6. Miriam bought a bond some time ago for $100,000 which the issuing company had a right to
call (that is, redeem) at any time prior to maturity for a premium of $10,000. Interest rates
having fallen this year, the bond issuer in fact exercised its call privilege and has paid Miriam
$110,000 in exchange for the bond. At the same time Miriam leased certain real property she
owns to a commercial tenant. Rents having fallen, the tenant offered to pay Miriam $10,000 if
she would agree to cancel the lease. Miriam did agree and has received $10,000 from the tenant,
which promptly vacated the leased premises. Miriam’s accountant now tells her that the $10,000
bond premium will be a long-term capital gain, but the $10,000 received on the lease
cancellation will be ordinary income. Miriam asks you to explain why the two $10,000
payments are treated differently. Do.
7. Gerald until recently was employed by General Motors as a sales manager. Gerald’s 5-year
employment contract obligated GM to purchase Gerald’s personal residence for an amount not
less than Gerald’s cost for such residence in the event that GM should decide to let Gerald go at
the end of the 5-year term, assuming Gerald wished to move elsewhere. And that is just what
GM decided. Gerald bought his house for $100,000 but the best offer Gerald (who was eager to
relocate) could get for it on the market was $90,000. Accordingly, and pursuant to its contract
obligation, GM bought the house from Gerald for $100,000. Prices then fell still further and,
having listed the house with a real estate broker for more than a year, GM finally managed to sell
the house for only $75,000. How should Gerald and GM report these events for tax purposes?

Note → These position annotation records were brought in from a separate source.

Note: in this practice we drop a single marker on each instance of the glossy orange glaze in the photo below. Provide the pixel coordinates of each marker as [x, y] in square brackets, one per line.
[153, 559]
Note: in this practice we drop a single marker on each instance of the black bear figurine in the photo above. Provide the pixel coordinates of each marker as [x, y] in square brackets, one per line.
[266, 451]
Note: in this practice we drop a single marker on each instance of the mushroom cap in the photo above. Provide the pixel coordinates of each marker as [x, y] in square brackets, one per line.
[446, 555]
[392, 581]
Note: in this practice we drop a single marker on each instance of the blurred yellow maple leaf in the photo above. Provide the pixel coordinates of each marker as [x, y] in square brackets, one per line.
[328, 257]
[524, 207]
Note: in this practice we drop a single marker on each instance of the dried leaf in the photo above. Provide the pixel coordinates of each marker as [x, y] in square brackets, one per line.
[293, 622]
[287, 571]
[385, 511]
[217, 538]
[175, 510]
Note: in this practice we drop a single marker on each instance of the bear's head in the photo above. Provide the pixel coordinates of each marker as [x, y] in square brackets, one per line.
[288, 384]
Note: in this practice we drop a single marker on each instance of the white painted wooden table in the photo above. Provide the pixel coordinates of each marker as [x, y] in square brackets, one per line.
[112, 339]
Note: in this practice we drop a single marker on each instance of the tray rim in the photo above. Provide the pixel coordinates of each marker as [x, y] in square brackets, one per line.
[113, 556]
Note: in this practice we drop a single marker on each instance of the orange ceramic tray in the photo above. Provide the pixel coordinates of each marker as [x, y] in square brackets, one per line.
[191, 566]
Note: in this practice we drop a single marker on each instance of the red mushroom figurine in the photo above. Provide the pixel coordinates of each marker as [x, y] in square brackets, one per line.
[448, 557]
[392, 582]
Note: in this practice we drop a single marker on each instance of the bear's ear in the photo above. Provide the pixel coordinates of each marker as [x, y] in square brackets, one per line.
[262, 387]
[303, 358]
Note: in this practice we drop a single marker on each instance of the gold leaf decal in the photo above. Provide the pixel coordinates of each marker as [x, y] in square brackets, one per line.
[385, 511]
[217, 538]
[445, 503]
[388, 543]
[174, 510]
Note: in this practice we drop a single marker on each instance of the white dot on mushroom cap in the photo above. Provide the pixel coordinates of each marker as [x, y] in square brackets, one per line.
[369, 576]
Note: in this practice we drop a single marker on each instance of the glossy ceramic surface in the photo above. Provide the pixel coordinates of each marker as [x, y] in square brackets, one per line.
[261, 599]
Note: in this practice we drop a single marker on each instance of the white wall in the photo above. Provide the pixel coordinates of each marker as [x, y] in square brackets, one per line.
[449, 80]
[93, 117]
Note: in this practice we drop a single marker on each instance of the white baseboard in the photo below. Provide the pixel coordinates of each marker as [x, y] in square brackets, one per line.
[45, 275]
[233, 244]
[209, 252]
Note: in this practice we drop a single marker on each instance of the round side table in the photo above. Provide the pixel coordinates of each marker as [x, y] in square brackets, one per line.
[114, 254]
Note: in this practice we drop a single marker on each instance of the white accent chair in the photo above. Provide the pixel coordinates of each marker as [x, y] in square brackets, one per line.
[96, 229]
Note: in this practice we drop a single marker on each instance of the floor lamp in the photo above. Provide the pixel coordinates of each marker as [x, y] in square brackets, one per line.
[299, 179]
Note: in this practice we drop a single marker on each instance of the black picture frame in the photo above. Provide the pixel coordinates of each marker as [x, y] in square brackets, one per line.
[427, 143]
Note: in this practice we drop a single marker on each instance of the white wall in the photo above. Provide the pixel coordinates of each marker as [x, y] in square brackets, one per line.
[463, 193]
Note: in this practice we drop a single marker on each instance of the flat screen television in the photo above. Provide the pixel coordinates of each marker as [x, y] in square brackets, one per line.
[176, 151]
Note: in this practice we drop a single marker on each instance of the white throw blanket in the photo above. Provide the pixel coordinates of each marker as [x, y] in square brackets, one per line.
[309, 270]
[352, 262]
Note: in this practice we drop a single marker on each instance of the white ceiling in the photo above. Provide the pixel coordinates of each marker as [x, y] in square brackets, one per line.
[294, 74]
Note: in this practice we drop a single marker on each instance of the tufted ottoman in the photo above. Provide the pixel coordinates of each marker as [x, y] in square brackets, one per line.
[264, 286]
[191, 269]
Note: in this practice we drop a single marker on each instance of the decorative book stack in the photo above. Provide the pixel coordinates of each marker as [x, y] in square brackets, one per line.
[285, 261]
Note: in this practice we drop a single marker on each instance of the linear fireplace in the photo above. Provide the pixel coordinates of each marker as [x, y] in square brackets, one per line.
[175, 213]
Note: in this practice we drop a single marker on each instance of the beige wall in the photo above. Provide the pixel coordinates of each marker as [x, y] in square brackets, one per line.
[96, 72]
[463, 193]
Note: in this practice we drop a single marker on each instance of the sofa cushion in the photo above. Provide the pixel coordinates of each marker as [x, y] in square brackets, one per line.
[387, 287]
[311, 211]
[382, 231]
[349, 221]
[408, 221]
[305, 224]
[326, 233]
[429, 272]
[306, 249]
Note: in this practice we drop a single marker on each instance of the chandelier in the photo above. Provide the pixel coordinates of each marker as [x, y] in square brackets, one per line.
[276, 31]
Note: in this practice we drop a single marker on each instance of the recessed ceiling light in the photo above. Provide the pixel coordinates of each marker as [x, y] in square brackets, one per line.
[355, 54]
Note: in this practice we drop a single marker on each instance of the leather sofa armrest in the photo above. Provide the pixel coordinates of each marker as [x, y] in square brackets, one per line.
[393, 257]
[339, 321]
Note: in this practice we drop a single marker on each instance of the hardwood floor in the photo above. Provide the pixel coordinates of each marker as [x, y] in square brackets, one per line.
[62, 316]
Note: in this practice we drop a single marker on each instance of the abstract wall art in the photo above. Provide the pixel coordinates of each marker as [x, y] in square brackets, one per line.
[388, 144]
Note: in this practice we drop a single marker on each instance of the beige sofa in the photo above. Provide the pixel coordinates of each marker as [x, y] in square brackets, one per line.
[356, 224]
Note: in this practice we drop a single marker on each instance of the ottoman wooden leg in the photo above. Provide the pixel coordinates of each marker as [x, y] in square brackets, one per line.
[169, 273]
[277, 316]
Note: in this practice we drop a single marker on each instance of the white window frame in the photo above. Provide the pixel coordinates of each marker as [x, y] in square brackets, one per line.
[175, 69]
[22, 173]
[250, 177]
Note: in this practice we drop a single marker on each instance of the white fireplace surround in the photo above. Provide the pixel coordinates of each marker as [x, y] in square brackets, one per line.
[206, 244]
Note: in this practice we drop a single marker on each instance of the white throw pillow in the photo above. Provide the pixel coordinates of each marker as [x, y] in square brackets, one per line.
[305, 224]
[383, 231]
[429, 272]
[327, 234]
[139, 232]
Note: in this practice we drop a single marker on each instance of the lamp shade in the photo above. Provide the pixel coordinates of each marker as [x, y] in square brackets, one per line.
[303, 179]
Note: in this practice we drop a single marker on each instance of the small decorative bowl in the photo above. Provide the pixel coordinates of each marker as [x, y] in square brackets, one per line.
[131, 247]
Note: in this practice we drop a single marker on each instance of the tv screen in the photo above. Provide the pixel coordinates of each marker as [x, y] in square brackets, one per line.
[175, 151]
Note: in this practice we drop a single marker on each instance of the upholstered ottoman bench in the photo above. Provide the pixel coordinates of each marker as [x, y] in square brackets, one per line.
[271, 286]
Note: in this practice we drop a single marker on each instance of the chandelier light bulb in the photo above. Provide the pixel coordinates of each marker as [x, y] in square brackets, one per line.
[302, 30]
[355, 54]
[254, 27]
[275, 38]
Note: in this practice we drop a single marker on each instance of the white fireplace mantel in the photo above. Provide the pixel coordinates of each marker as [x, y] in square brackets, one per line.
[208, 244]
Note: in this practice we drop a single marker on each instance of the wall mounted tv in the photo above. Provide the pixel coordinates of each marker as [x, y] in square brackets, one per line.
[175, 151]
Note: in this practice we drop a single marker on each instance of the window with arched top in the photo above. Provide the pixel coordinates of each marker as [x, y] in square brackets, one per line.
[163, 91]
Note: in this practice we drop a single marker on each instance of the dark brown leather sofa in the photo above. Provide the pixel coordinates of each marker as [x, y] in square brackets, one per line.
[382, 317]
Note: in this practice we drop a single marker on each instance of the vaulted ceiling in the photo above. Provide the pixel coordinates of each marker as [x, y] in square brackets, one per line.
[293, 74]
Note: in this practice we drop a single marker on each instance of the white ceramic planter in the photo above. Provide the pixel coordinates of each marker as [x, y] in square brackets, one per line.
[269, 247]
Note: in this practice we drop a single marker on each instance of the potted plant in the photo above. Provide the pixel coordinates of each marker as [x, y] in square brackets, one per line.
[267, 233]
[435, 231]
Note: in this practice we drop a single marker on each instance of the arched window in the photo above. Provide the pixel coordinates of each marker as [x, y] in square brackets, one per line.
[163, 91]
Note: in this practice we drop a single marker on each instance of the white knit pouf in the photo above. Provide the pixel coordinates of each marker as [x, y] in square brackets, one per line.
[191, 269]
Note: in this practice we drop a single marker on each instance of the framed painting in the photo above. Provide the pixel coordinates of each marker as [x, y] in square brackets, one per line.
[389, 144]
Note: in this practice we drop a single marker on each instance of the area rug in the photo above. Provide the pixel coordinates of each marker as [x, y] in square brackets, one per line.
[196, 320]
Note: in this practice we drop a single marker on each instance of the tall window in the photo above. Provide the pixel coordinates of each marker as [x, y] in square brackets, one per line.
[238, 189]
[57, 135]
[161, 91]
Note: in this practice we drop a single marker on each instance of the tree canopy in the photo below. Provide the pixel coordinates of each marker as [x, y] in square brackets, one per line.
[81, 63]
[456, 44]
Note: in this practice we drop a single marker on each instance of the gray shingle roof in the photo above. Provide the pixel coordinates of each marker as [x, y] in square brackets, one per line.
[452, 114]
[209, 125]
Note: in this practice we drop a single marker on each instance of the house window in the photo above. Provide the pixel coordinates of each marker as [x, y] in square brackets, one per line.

8. Baxter is a second-year law student at NYU Law School. A San Francisco law firm offers to
fly Baxter out to San Francisco for the purpose of a job interview. Baxter makes the trip and the
interview takes place, but the firm decides not to offer Baxter a job. The firm does, however,
reimburse Baxter’s transportation costs – air fare and taxis – in the amount of $1,200. Must
Baxter include the reimbursement in his gross income? Explain (briefly).